Everett was one of a several traders at the CBOE and CBOT who joined Dave Padden in starting The Heartland Institute in 1984. He was never a very large donor of money, and stepped down from the board during a time when he was unable to contribute at all, but he had an abundance of energy and enthusiasm that more than compensated. He was a “hard-core libertarian,” and made sure the people around him knew that.
He was very proud of having been a founder of Heartland, and said he brought it up frequently in conversations with friends and colleagues in the many years that followed. (I see it’s included in his obituary.) In 2008, he met with Dave Padden and me to discuss returning to the Board. It was a great meeting, but his finances were still precarious, and he ultimately decided he couldn’t make the financial commitment. He could be counted on to attend our annual benefits and other events.
Everett was a gambler, a risk-taker, a chain-smoker, and a salesman. He was also self-aware. He once told me that salesmen such as himself are the easiest people to sell to because they are so quick to become enthusiastic about something .
For a short period of time, Everett worked more directly with … I hesitate to say “for” … us, on a fundraising plan that involved selling raffle tickets for a new house. It was a classic Everett scheme –– and it didn’t work. We sold too few tickets and had to cancel the raffle … but it was fun getting to know Everett better and watching him work. I remember once … he emerged from his office, smoke billowing out behind and around him, his eyes watering and his cheeks red with excitement, to discuss some new idea he had or contact he had just made. You couldn’t help but love the guy.

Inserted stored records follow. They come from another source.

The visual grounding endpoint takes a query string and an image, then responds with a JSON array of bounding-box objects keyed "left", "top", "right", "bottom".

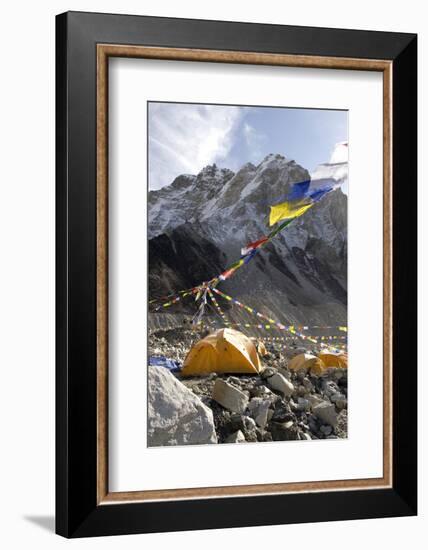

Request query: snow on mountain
[
  {"left": 148, "top": 166, "right": 235, "bottom": 239},
  {"left": 148, "top": 147, "right": 347, "bottom": 326}
]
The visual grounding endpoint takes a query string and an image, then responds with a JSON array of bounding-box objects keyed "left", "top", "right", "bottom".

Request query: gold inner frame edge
[{"left": 96, "top": 44, "right": 393, "bottom": 504}]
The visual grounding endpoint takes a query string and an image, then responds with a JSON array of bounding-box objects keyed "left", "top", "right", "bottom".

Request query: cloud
[
  {"left": 148, "top": 103, "right": 245, "bottom": 190},
  {"left": 243, "top": 122, "right": 267, "bottom": 162}
]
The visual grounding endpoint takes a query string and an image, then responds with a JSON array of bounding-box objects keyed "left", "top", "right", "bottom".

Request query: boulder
[
  {"left": 335, "top": 398, "right": 348, "bottom": 410},
  {"left": 302, "top": 378, "right": 314, "bottom": 391},
  {"left": 322, "top": 379, "right": 340, "bottom": 397},
  {"left": 227, "top": 376, "right": 242, "bottom": 387},
  {"left": 332, "top": 369, "right": 344, "bottom": 381},
  {"left": 244, "top": 415, "right": 257, "bottom": 431},
  {"left": 229, "top": 412, "right": 255, "bottom": 432},
  {"left": 320, "top": 424, "right": 333, "bottom": 436},
  {"left": 248, "top": 398, "right": 271, "bottom": 428},
  {"left": 225, "top": 430, "right": 246, "bottom": 443},
  {"left": 212, "top": 379, "right": 249, "bottom": 414},
  {"left": 268, "top": 373, "right": 294, "bottom": 397},
  {"left": 296, "top": 397, "right": 311, "bottom": 412},
  {"left": 260, "top": 366, "right": 277, "bottom": 379},
  {"left": 271, "top": 400, "right": 293, "bottom": 422},
  {"left": 148, "top": 366, "right": 217, "bottom": 446},
  {"left": 269, "top": 420, "right": 299, "bottom": 441},
  {"left": 313, "top": 401, "right": 338, "bottom": 428},
  {"left": 330, "top": 391, "right": 347, "bottom": 407},
  {"left": 250, "top": 385, "right": 273, "bottom": 398},
  {"left": 307, "top": 394, "right": 324, "bottom": 408},
  {"left": 277, "top": 367, "right": 292, "bottom": 380},
  {"left": 296, "top": 385, "right": 308, "bottom": 397}
]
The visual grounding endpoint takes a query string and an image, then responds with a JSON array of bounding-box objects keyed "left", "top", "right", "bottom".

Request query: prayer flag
[
  {"left": 241, "top": 236, "right": 269, "bottom": 256},
  {"left": 309, "top": 186, "right": 332, "bottom": 202},
  {"left": 269, "top": 201, "right": 313, "bottom": 226},
  {"left": 286, "top": 179, "right": 311, "bottom": 201},
  {"left": 268, "top": 218, "right": 293, "bottom": 238},
  {"left": 243, "top": 249, "right": 257, "bottom": 264}
]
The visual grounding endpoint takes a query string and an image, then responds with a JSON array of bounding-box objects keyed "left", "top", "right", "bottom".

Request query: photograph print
[{"left": 147, "top": 101, "right": 348, "bottom": 447}]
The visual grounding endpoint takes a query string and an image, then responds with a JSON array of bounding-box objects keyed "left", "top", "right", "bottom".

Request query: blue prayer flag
[
  {"left": 309, "top": 186, "right": 332, "bottom": 202},
  {"left": 286, "top": 179, "right": 311, "bottom": 201}
]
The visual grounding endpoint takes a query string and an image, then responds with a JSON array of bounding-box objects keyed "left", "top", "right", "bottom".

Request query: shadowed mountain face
[
  {"left": 148, "top": 153, "right": 347, "bottom": 326},
  {"left": 149, "top": 224, "right": 227, "bottom": 299}
]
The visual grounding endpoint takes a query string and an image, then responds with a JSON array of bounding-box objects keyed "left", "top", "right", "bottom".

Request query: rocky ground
[{"left": 148, "top": 326, "right": 347, "bottom": 445}]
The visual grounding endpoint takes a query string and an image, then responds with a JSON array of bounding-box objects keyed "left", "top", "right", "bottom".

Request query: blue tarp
[{"left": 149, "top": 355, "right": 182, "bottom": 372}]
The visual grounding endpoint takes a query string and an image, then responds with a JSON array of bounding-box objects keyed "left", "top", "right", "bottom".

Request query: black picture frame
[{"left": 56, "top": 10, "right": 417, "bottom": 538}]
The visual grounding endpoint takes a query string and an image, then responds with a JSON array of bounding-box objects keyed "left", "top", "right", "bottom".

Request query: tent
[
  {"left": 318, "top": 350, "right": 348, "bottom": 369},
  {"left": 257, "top": 340, "right": 268, "bottom": 357},
  {"left": 250, "top": 337, "right": 268, "bottom": 357},
  {"left": 288, "top": 353, "right": 325, "bottom": 375},
  {"left": 181, "top": 328, "right": 262, "bottom": 376}
]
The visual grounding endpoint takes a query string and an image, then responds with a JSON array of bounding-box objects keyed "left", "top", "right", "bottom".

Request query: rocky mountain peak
[
  {"left": 149, "top": 146, "right": 348, "bottom": 326},
  {"left": 259, "top": 153, "right": 288, "bottom": 165},
  {"left": 195, "top": 163, "right": 234, "bottom": 185},
  {"left": 170, "top": 173, "right": 196, "bottom": 190},
  {"left": 240, "top": 162, "right": 257, "bottom": 172}
]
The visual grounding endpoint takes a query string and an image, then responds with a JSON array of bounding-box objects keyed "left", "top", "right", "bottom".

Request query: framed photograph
[{"left": 56, "top": 11, "right": 417, "bottom": 538}]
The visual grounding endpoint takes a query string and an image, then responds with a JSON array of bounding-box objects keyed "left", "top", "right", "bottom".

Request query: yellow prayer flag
[{"left": 269, "top": 201, "right": 313, "bottom": 226}]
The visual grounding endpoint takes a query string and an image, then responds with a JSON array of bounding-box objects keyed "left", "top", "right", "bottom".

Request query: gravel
[{"left": 149, "top": 326, "right": 348, "bottom": 444}]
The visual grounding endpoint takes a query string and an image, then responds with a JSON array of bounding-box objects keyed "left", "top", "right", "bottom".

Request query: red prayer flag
[{"left": 241, "top": 236, "right": 269, "bottom": 256}]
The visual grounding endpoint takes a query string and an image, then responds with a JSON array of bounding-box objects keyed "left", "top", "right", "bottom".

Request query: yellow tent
[
  {"left": 181, "top": 328, "right": 262, "bottom": 376},
  {"left": 250, "top": 337, "right": 268, "bottom": 357},
  {"left": 318, "top": 350, "right": 348, "bottom": 369},
  {"left": 288, "top": 353, "right": 325, "bottom": 375},
  {"left": 257, "top": 340, "right": 268, "bottom": 357}
]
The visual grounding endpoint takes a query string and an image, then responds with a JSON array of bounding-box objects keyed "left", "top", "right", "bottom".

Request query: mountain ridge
[{"left": 148, "top": 148, "right": 348, "bottom": 327}]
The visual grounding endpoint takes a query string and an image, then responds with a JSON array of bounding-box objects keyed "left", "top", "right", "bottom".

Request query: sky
[{"left": 148, "top": 102, "right": 348, "bottom": 191}]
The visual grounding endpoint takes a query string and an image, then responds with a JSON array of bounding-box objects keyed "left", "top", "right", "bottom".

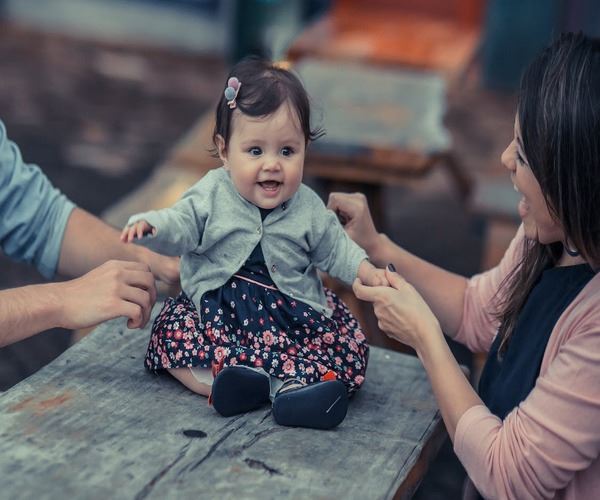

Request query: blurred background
[{"left": 1, "top": 0, "right": 599, "bottom": 497}]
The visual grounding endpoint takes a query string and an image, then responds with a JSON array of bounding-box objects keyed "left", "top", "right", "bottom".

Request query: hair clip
[{"left": 224, "top": 77, "right": 242, "bottom": 109}]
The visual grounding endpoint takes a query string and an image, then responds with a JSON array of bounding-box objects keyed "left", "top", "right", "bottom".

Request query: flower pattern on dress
[{"left": 144, "top": 277, "right": 369, "bottom": 394}]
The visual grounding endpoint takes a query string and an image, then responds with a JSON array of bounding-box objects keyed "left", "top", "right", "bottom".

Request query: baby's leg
[{"left": 168, "top": 367, "right": 212, "bottom": 397}]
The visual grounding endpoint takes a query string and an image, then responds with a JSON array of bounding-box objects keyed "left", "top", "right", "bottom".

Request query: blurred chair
[{"left": 288, "top": 0, "right": 485, "bottom": 79}]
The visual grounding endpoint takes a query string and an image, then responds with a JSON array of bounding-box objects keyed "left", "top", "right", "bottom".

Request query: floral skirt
[{"left": 144, "top": 275, "right": 369, "bottom": 394}]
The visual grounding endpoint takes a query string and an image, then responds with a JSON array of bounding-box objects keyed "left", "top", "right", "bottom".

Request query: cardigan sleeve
[
  {"left": 127, "top": 172, "right": 215, "bottom": 256},
  {"left": 454, "top": 309, "right": 600, "bottom": 498},
  {"left": 308, "top": 191, "right": 367, "bottom": 285},
  {"left": 453, "top": 225, "right": 526, "bottom": 353}
]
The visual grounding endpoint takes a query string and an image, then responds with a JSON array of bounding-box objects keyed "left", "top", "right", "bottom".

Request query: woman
[{"left": 328, "top": 33, "right": 600, "bottom": 498}]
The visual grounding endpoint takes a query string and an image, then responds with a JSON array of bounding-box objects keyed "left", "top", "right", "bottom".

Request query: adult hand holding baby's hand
[
  {"left": 353, "top": 265, "right": 442, "bottom": 353},
  {"left": 366, "top": 267, "right": 389, "bottom": 287},
  {"left": 120, "top": 220, "right": 156, "bottom": 243},
  {"left": 357, "top": 260, "right": 389, "bottom": 287}
]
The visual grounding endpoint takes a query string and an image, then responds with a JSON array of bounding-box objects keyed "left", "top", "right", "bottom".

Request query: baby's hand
[
  {"left": 367, "top": 267, "right": 389, "bottom": 287},
  {"left": 120, "top": 220, "right": 156, "bottom": 243},
  {"left": 357, "top": 260, "right": 390, "bottom": 287}
]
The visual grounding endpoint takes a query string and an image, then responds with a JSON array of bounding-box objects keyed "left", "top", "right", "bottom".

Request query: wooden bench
[
  {"left": 288, "top": 0, "right": 483, "bottom": 80},
  {"left": 0, "top": 310, "right": 446, "bottom": 498}
]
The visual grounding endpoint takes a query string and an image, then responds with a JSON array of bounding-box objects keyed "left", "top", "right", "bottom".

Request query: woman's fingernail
[{"left": 387, "top": 263, "right": 396, "bottom": 272}]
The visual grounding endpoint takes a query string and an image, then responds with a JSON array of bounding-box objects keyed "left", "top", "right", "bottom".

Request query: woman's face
[{"left": 501, "top": 116, "right": 565, "bottom": 244}]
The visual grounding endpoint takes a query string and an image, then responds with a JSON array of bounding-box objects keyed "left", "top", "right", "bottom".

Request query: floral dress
[{"left": 144, "top": 209, "right": 369, "bottom": 394}]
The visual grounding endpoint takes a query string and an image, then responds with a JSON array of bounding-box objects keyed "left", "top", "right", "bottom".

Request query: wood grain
[{"left": 0, "top": 307, "right": 445, "bottom": 499}]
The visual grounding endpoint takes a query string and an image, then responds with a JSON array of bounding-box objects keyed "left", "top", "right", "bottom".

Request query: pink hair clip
[{"left": 224, "top": 77, "right": 242, "bottom": 109}]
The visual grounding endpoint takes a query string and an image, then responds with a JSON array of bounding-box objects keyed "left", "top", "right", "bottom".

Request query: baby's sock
[
  {"left": 189, "top": 366, "right": 213, "bottom": 386},
  {"left": 269, "top": 376, "right": 284, "bottom": 401}
]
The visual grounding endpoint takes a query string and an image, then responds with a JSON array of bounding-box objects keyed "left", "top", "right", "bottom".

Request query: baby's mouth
[{"left": 258, "top": 181, "right": 282, "bottom": 191}]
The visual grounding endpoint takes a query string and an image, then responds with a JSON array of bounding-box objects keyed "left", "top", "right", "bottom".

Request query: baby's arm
[
  {"left": 309, "top": 191, "right": 378, "bottom": 285},
  {"left": 119, "top": 172, "right": 216, "bottom": 256},
  {"left": 357, "top": 259, "right": 389, "bottom": 286}
]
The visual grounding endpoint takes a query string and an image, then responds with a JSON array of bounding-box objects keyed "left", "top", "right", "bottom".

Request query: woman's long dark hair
[{"left": 494, "top": 33, "right": 600, "bottom": 355}]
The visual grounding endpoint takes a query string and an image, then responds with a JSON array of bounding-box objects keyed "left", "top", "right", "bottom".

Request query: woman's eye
[
  {"left": 281, "top": 147, "right": 294, "bottom": 157},
  {"left": 248, "top": 147, "right": 262, "bottom": 156}
]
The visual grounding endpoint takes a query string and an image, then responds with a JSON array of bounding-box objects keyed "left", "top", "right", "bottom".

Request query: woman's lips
[{"left": 518, "top": 198, "right": 529, "bottom": 218}]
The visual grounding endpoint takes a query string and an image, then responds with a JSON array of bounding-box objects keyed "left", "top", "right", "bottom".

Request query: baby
[{"left": 122, "top": 57, "right": 387, "bottom": 429}]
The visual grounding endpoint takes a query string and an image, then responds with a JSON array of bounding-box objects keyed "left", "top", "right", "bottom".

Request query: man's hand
[{"left": 56, "top": 260, "right": 157, "bottom": 330}]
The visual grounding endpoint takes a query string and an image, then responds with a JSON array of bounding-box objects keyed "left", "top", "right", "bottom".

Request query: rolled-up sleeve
[{"left": 0, "top": 121, "right": 75, "bottom": 278}]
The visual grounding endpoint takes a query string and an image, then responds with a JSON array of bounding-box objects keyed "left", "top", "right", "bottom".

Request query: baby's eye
[
  {"left": 281, "top": 146, "right": 294, "bottom": 157},
  {"left": 248, "top": 147, "right": 262, "bottom": 156}
]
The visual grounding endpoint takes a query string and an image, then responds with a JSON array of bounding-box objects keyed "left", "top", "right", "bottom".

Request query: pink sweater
[{"left": 454, "top": 226, "right": 600, "bottom": 499}]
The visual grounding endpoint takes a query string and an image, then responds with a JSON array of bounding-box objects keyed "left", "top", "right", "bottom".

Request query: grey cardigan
[{"left": 129, "top": 167, "right": 367, "bottom": 319}]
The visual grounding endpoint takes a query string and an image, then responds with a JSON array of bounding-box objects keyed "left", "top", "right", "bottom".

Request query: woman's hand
[
  {"left": 120, "top": 220, "right": 155, "bottom": 243},
  {"left": 327, "top": 192, "right": 379, "bottom": 254},
  {"left": 56, "top": 260, "right": 157, "bottom": 330},
  {"left": 353, "top": 266, "right": 443, "bottom": 352}
]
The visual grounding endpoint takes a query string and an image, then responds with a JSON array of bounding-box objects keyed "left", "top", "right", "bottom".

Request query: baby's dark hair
[{"left": 212, "top": 57, "right": 324, "bottom": 151}]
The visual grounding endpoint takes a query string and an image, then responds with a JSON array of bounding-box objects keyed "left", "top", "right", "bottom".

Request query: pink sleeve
[
  {"left": 453, "top": 225, "right": 525, "bottom": 353},
  {"left": 454, "top": 321, "right": 600, "bottom": 498}
]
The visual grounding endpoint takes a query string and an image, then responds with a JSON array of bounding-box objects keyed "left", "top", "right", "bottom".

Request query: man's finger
[
  {"left": 120, "top": 286, "right": 152, "bottom": 325},
  {"left": 122, "top": 269, "right": 156, "bottom": 291}
]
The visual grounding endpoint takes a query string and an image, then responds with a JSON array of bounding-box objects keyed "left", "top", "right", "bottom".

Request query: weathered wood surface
[{"left": 0, "top": 306, "right": 445, "bottom": 499}]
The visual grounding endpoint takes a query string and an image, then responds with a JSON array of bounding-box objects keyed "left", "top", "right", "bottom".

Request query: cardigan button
[
  {"left": 256, "top": 226, "right": 262, "bottom": 234},
  {"left": 271, "top": 264, "right": 277, "bottom": 273}
]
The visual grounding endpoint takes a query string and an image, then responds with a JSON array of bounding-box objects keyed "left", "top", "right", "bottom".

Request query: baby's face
[{"left": 220, "top": 102, "right": 306, "bottom": 209}]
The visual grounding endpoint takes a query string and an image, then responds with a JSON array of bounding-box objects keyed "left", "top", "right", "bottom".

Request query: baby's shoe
[
  {"left": 211, "top": 366, "right": 270, "bottom": 417},
  {"left": 272, "top": 379, "right": 348, "bottom": 430}
]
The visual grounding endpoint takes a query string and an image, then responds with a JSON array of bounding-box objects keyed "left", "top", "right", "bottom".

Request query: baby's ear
[{"left": 215, "top": 134, "right": 228, "bottom": 167}]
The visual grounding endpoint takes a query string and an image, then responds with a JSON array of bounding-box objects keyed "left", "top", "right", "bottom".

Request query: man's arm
[
  {"left": 0, "top": 260, "right": 156, "bottom": 347},
  {"left": 57, "top": 207, "right": 179, "bottom": 284}
]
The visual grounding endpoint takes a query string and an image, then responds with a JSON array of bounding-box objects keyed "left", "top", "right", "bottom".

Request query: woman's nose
[{"left": 501, "top": 141, "right": 515, "bottom": 172}]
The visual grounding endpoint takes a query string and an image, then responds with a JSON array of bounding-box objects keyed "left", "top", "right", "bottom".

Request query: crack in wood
[
  {"left": 179, "top": 419, "right": 247, "bottom": 476},
  {"left": 243, "top": 458, "right": 281, "bottom": 476},
  {"left": 134, "top": 441, "right": 191, "bottom": 500},
  {"left": 241, "top": 427, "right": 287, "bottom": 451}
]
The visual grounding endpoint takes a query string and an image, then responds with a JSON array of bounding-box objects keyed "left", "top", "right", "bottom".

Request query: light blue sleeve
[{"left": 0, "top": 120, "right": 76, "bottom": 278}]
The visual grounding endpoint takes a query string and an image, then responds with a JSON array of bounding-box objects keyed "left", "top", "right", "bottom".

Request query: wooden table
[
  {"left": 287, "top": 0, "right": 482, "bottom": 79},
  {"left": 0, "top": 308, "right": 446, "bottom": 499},
  {"left": 295, "top": 59, "right": 472, "bottom": 223}
]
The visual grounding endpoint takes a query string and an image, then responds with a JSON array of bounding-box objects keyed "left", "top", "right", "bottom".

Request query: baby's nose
[{"left": 263, "top": 156, "right": 281, "bottom": 170}]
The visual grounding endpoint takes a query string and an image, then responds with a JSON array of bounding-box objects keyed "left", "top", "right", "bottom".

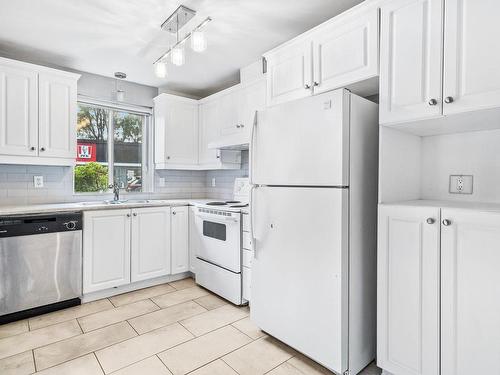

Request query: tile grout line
[
  {"left": 31, "top": 349, "right": 37, "bottom": 373},
  {"left": 125, "top": 320, "right": 140, "bottom": 336},
  {"left": 31, "top": 323, "right": 138, "bottom": 373},
  {"left": 93, "top": 352, "right": 106, "bottom": 375},
  {"left": 108, "top": 286, "right": 177, "bottom": 308}
]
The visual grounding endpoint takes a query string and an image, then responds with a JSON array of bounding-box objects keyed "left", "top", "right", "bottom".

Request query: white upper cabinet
[
  {"left": 377, "top": 204, "right": 441, "bottom": 375},
  {"left": 154, "top": 94, "right": 199, "bottom": 169},
  {"left": 265, "top": 38, "right": 313, "bottom": 107},
  {"left": 38, "top": 72, "right": 77, "bottom": 159},
  {"left": 0, "top": 57, "right": 79, "bottom": 164},
  {"left": 441, "top": 208, "right": 500, "bottom": 375},
  {"left": 312, "top": 7, "right": 379, "bottom": 95},
  {"left": 198, "top": 99, "right": 220, "bottom": 166},
  {"left": 218, "top": 89, "right": 240, "bottom": 137},
  {"left": 0, "top": 63, "right": 38, "bottom": 157},
  {"left": 379, "top": 0, "right": 444, "bottom": 124},
  {"left": 263, "top": 3, "right": 380, "bottom": 107},
  {"left": 443, "top": 0, "right": 500, "bottom": 115},
  {"left": 238, "top": 79, "right": 266, "bottom": 138},
  {"left": 171, "top": 206, "right": 189, "bottom": 274},
  {"left": 131, "top": 207, "right": 171, "bottom": 283}
]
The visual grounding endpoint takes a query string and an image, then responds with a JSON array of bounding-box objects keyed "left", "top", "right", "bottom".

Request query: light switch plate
[
  {"left": 449, "top": 175, "right": 473, "bottom": 194},
  {"left": 33, "top": 175, "right": 44, "bottom": 188},
  {"left": 158, "top": 177, "right": 166, "bottom": 187}
]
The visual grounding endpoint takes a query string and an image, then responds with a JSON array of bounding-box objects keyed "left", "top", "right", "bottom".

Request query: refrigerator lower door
[
  {"left": 250, "top": 186, "right": 349, "bottom": 373},
  {"left": 252, "top": 89, "right": 350, "bottom": 187}
]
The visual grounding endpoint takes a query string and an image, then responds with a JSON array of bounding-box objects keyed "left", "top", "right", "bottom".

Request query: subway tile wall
[{"left": 0, "top": 151, "right": 249, "bottom": 206}]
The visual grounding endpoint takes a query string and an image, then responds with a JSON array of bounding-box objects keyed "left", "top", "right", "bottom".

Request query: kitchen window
[{"left": 74, "top": 100, "right": 152, "bottom": 193}]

He had a beautiful family and doted on his kids. I recall trying to play tag football with them once, and the little boys ran circles around me. Talented little dudes … and the last time I tried that. I last talked to him less than a year ago, and I don’t recall him mentioning a health condition. I see from the obit that he was 68 … he seemed a lot younger than that, but then, he was only 38 when I first met him.
Everett was one of a kind, and will be missed. Our prayers and condolences go out to his family and friends.